Indeed, Sloan has been in hot water before, and each time O’Toole has defended him for fear of angering the social conservatives in the party’s base.

There was the racially tinged criticism of Canada’s chief medical officer of health, Theresa Tam, over her handling of the coronavirus during the Conservative leadership campaign. More recently, the Hastings MP tabled a petition in the House on behalf of a well-known anti-vaxxer questioning the science of coronavirus vaccines. O’Toole called that a product of Liberal “failings.” Before that, there was the Conservative party’s adoption “in principle” of a Liberal bill outlawing conversion therapy. Sloan was among seven Conservative MPs to vote against it.

What’s changed? 

Clearly, the CPC’s electoral fortunes. O’Toole’s hyper-partisan politics of the personal has fallen flat on most Canadians.

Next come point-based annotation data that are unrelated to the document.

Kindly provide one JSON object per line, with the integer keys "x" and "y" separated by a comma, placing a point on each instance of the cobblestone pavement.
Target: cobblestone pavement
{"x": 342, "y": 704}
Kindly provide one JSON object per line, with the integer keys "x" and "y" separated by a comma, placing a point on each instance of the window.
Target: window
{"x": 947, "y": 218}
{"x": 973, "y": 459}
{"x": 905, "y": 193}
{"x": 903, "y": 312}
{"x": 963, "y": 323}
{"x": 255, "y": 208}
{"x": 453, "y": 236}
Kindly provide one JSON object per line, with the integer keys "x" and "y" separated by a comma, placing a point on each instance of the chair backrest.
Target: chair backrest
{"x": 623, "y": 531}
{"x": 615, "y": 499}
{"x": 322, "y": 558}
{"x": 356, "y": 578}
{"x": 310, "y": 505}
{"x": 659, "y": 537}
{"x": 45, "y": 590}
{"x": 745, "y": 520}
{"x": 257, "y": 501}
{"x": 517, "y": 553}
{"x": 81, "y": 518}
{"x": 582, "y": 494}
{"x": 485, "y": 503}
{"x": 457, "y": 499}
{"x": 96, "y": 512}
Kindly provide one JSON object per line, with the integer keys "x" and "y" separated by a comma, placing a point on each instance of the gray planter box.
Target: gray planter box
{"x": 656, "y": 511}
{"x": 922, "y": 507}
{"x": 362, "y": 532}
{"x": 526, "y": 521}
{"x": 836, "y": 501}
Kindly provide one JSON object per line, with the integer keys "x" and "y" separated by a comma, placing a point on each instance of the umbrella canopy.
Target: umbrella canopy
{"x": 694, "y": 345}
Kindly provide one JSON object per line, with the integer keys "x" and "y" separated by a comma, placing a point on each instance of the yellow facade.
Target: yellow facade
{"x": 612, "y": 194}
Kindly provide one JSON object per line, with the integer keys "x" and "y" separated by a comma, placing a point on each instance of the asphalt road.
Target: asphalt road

Sloan, for his part, plans to fight his removal. He says Fromm’s donation was one of some 13,000 contributions to his campaign. And that he notified the party and promptly returned the donation once he found out who it was from. Here too, it’s worth noting that Fromm’s donation to Sloan’s campaign appeared under his nom de plume, Frederick P. Fromm. Sloan also offered in his defence that Fromm has been a member of the party for many years.

True enough. If O’Toole is at all serious about being the “pragmatic” and “principled” conservative he claims, then the bloodletting of fringe elements in the party has just begun.